Salah satunya adalah Matt Hassett, pendiri Loftie, merek kesehatan asal New York. Ia mengungkapkan bahwa stok barangnya kini menyusut drastis, mencapai level terendah sejak pertama kali membuka usaha. Selama ini, sebagian besar produk Loftie didatangkan dari China. Namun ketika Trump mengumumkan tarif resiprokal terhadap impor dari Negeri Tirai Bambu, Hassett terpaksa mencari pemasok alternatif untuk menjaga harga jual tetap kompetitif.

Ketika ia mulai menemukan pemasok di negara lain dengan biaya yang lebih rendah, pemerintah AS justru menurunkan kembali tarif terhadap China. Hasil perhitungan menunjukkan bahwa produk dari China yang sudah dikenai tarif masih lebih murah dibandingkan membeli dari negara ketiga. Dilema ini memaksa Hassett memilih antara membayar bea masuk tinggi atau beralih ke pemasok dengan harga beli lebih mahal—keduanya sama-sama memberatkan secara finansial.

Tidak hanya soal biaya, keterlambatan pengiriman dari pabrik-pabrik China juga memperparah kondisi. Banyak pesanan yang tiba terlambat, membuat stok tidak siap tepat waktu untuk musim libur. “Sangat sulit untuk mempersiapkan diri. Kami telah kehabisan stok barang hingga ke titik terendah, kami mungkin hanya memiliki sekitar 10% dari inventaris yang kami butuhkan,” ujarnya awal pekan ini.

Dampak serupa juga dirasakan Lo & Sons, toko fesyen asal Brooklyn yang menjual tas travel dan aksesori secara daring. Untuk mencari alternatif pemasok, perusahaan ini sempat melakukan peninjauan terhadap delapan pabrik di berbagai negara, termasuk India dan Kamboja, sebelum akhirnya kembali menggunakan pemasok lama di China. “Selain menghabiskan banyak biaya untuk pembayaran tarif, ketidakpastian ini juga mencegah kami melakukan pemesanan pembelian,” kata CEO sekaligus salah satu pendiri, Derek Lo. “Sekarang inventaris kami berada di bawah ideal,” tegasnya.

Lebih dari selusin peritel kecil lainnya yang diwawancarai Reuters juga melaporkan kenaikan biaya operasional yang signifikan.

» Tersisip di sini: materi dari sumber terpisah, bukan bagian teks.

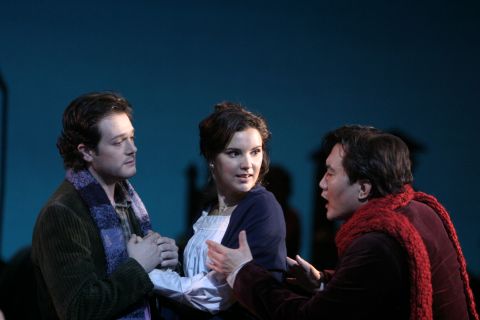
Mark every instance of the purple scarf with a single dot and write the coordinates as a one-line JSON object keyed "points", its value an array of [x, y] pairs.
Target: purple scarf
{"points": [[108, 222]]}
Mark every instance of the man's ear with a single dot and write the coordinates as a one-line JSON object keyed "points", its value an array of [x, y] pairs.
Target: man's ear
{"points": [[86, 152], [365, 189]]}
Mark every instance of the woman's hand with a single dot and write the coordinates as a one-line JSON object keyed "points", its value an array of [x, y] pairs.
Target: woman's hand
{"points": [[225, 260]]}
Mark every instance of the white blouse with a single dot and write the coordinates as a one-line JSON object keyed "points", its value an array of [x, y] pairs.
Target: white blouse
{"points": [[200, 288]]}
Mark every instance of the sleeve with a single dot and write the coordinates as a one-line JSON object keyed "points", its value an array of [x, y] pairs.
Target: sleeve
{"points": [[264, 224], [205, 291], [63, 247], [370, 275]]}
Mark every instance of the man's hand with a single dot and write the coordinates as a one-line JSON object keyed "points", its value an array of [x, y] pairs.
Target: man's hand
{"points": [[146, 251], [225, 260], [169, 252], [305, 275]]}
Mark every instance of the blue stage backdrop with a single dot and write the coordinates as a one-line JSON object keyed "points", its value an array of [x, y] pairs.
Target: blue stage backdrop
{"points": [[307, 66]]}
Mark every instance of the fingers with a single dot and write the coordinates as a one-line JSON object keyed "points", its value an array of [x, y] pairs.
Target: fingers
{"points": [[303, 263], [291, 263], [214, 246], [152, 236], [165, 240], [242, 240]]}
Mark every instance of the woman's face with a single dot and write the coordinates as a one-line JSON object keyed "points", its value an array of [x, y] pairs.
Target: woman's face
{"points": [[237, 167]]}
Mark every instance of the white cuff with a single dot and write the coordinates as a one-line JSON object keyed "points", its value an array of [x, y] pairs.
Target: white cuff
{"points": [[231, 277]]}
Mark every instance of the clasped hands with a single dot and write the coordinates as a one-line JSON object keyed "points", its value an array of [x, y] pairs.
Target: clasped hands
{"points": [[225, 261], [153, 250]]}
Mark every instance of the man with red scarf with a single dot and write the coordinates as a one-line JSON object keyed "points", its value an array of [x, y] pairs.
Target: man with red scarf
{"points": [[399, 255]]}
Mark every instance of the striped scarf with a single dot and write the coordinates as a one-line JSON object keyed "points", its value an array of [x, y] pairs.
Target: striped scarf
{"points": [[379, 215], [108, 223]]}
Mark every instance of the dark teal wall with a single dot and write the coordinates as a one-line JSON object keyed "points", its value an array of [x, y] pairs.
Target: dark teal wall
{"points": [[307, 66]]}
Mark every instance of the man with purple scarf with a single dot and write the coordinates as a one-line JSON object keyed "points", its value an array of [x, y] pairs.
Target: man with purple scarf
{"points": [[92, 245]]}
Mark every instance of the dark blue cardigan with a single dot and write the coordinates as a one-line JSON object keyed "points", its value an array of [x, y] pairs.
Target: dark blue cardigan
{"points": [[261, 216]]}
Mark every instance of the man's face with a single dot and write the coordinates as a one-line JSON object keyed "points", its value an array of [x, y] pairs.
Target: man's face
{"points": [[114, 159], [342, 196]]}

Sebagian dari mereka terpaksa memangkas tenaga kerja atau mengurangi variasi produk yang ditawarkan demi menghemat pengeluaran. Padahal, periode penjualan November dan Desember biasanya menjadi penopang utama pendapatan tahunan. Rata-rata, sekitar sepertiga dari laba tahunan peritel di AS berasal dari musim belanja akhir tahun ini.

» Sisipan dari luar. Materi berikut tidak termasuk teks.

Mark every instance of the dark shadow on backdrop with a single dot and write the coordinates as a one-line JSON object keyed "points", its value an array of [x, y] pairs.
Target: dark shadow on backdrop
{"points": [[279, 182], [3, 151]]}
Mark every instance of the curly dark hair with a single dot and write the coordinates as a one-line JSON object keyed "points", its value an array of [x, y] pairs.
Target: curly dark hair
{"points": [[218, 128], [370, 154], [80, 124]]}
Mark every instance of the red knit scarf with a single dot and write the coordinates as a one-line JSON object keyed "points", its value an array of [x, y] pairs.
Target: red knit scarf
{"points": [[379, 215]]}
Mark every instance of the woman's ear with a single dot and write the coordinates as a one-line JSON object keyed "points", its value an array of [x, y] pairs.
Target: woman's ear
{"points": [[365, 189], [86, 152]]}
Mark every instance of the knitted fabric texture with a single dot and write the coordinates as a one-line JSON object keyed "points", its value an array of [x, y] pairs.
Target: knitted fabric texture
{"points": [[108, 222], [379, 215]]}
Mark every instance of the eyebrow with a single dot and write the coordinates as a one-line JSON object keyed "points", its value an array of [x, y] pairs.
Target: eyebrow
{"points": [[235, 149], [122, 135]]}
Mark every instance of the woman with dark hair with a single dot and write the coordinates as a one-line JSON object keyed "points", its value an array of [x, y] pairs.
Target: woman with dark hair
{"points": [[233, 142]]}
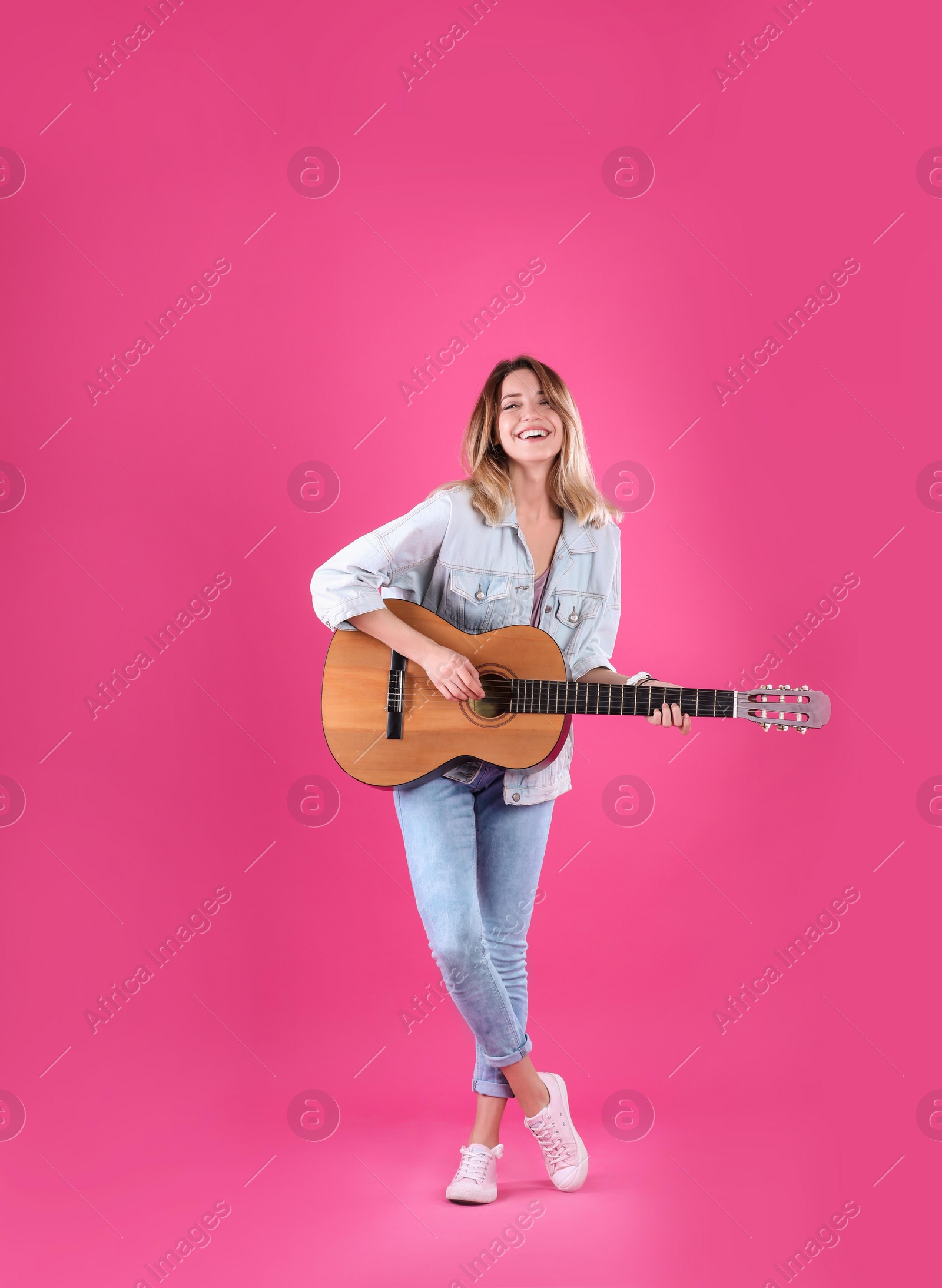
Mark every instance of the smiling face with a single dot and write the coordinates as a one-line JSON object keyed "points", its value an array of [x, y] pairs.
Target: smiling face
{"points": [[530, 430]]}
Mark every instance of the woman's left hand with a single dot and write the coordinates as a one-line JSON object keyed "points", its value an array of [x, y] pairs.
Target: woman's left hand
{"points": [[669, 716]]}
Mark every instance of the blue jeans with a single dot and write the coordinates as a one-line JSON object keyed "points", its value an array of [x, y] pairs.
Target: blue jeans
{"points": [[475, 865]]}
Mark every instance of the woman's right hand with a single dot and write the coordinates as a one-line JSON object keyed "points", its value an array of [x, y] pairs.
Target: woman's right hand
{"points": [[452, 673]]}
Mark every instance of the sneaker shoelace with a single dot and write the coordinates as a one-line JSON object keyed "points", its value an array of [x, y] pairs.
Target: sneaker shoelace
{"points": [[473, 1166], [555, 1149]]}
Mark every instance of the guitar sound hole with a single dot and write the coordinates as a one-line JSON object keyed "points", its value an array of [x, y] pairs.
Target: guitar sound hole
{"points": [[496, 701]]}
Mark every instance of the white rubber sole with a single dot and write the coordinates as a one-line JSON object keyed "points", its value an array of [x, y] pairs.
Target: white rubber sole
{"points": [[578, 1179], [465, 1193]]}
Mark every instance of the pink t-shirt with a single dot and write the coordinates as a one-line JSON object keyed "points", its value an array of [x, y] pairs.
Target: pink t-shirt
{"points": [[539, 586]]}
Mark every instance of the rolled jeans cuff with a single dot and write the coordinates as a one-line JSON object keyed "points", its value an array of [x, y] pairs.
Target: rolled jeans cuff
{"points": [[495, 1084], [502, 1062]]}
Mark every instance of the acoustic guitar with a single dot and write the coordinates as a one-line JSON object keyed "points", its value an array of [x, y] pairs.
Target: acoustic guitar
{"points": [[387, 724]]}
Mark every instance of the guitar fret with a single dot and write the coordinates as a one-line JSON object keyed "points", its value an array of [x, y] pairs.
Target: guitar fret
{"points": [[562, 697]]}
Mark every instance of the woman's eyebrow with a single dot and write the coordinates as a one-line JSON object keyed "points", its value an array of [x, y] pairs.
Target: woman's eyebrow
{"points": [[518, 396]]}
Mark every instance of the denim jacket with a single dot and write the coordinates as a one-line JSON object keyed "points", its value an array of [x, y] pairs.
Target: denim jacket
{"points": [[480, 576]]}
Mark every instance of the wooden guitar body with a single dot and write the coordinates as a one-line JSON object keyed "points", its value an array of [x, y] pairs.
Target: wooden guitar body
{"points": [[437, 732]]}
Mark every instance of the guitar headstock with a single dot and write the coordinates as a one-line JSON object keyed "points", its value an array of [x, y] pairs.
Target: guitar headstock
{"points": [[784, 708]]}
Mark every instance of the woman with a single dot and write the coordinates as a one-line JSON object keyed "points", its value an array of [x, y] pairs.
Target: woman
{"points": [[526, 539]]}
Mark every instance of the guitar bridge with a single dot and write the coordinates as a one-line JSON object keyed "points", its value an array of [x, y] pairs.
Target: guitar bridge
{"points": [[396, 695]]}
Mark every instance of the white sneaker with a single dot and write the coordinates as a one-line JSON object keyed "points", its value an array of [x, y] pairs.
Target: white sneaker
{"points": [[476, 1180], [563, 1152]]}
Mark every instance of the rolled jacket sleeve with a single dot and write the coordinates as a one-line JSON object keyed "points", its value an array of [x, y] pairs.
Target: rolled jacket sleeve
{"points": [[598, 646], [401, 556]]}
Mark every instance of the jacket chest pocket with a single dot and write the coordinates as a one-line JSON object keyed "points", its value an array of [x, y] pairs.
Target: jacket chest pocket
{"points": [[574, 610], [477, 600]]}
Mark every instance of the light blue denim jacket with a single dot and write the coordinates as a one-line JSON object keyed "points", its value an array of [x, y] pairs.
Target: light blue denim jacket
{"points": [[480, 576]]}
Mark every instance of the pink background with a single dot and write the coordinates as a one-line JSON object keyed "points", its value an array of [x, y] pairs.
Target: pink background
{"points": [[762, 188]]}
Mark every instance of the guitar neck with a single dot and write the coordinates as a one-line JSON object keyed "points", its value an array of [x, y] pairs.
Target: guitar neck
{"points": [[565, 697]]}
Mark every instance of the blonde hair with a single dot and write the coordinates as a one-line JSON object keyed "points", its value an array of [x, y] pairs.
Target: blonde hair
{"points": [[571, 481]]}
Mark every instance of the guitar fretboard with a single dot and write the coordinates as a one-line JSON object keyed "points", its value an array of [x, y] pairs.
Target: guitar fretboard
{"points": [[562, 697]]}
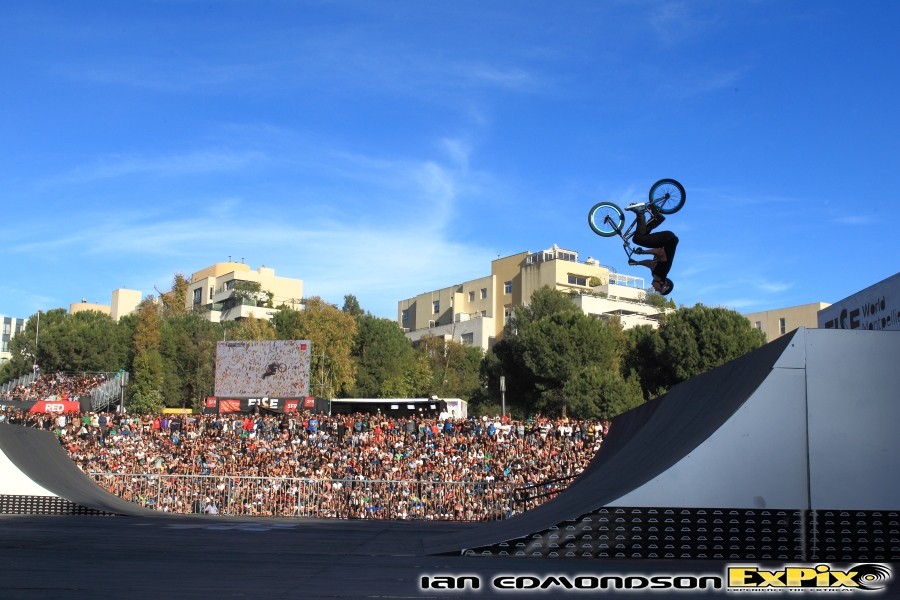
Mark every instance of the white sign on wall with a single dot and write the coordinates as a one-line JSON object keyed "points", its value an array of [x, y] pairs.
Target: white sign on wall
{"points": [[876, 308]]}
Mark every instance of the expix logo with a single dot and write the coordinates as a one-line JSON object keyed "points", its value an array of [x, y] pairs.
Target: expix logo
{"points": [[861, 577]]}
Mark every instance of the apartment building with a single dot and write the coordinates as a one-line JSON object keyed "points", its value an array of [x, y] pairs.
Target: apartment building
{"points": [[221, 291], [11, 326], [779, 321], [123, 302], [475, 312]]}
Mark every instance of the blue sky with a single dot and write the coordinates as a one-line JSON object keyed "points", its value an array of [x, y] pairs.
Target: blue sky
{"points": [[384, 149]]}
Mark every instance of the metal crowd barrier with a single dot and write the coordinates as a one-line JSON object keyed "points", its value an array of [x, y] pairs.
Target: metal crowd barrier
{"points": [[330, 498]]}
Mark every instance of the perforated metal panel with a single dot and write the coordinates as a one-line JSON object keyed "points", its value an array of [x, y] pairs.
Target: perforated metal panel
{"points": [[43, 505], [855, 535], [716, 534]]}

Studi kasus terbaru dari National Retail Federation (NRF) 2025 menunjukkan bahwa 68% usaha ritel kecil di AS mengalami penurunan stok hingga lebih dari 40% dibandingkan tahun sebelumnya. Infografis dari Supply Chain Disruption Index mencatat kenaikan waktu pengiriman rata-rata dari Asia ke AS mencapai 22 hari, naik dari 14 hari pada periode yang sama tahun lalu. Data riset terbaru dari Brookings Institution juga mengungkap bahwa kebijakan tarif yang tidak stabil berdampak langsung pada 1,2 juta pekerjaan di sektor ritel dan logistik.

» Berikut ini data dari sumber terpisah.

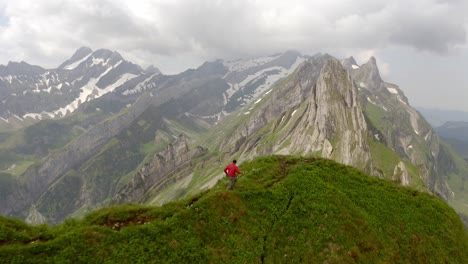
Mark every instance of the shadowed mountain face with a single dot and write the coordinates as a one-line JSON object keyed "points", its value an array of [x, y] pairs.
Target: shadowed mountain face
{"points": [[283, 209], [123, 129], [456, 134]]}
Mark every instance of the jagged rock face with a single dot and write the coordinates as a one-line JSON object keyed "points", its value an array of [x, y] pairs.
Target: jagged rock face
{"points": [[174, 158], [319, 105], [37, 179], [400, 174], [333, 114]]}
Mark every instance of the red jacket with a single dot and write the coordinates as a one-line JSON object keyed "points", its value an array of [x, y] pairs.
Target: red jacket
{"points": [[231, 170]]}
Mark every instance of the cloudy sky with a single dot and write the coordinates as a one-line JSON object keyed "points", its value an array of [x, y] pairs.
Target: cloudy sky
{"points": [[421, 45]]}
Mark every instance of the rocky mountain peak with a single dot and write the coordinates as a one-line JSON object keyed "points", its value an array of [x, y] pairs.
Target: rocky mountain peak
{"points": [[368, 74]]}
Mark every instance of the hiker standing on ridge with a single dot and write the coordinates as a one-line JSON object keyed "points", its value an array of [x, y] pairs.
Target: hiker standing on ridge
{"points": [[230, 172]]}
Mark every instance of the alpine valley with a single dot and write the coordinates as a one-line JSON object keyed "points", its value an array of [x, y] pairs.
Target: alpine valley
{"points": [[100, 130]]}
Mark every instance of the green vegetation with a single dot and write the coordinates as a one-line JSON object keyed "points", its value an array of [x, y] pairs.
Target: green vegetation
{"points": [[283, 210]]}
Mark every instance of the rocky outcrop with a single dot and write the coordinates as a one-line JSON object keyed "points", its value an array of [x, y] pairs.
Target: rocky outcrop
{"points": [[37, 179], [333, 114], [400, 174], [175, 157]]}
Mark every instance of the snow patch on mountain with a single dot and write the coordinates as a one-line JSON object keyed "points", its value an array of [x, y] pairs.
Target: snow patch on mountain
{"points": [[140, 87], [75, 64], [244, 64], [270, 79], [392, 90], [88, 91]]}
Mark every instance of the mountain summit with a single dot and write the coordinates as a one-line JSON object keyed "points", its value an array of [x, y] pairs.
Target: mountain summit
{"points": [[104, 131]]}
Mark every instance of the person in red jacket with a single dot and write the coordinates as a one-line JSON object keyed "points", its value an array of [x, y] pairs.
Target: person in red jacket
{"points": [[230, 172]]}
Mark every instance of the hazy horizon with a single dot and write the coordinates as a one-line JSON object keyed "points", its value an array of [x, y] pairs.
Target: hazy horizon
{"points": [[419, 45]]}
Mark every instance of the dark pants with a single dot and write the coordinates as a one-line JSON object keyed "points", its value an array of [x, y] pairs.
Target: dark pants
{"points": [[233, 183]]}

Ketidakpastian kebijakan perdagangan tidak hanya mengganggu arus barang, tetapi juga menggerus kepercayaan pelaku usaha dalam merencanakan ekspansi dan investasi jangka panjang. Di tengah persaingan pasar yang semakin ketat, ketahanan rantai pasok menjadi kunci utama yang harus diperkuat. Bagi pelaku usaha, saatnya beralih dari reaktif menjadi proaktif: membangun jaringan pemasok yang lebih beragam, mengadopsi teknologi manajemen inventaris berbasis AI, dan memperkuat kolaborasi lintas industri. Masa depan ritel bukan tentang menghindari gangguan, tetapi tentang seberapa cepat bisa bangkit dan beradaptasi.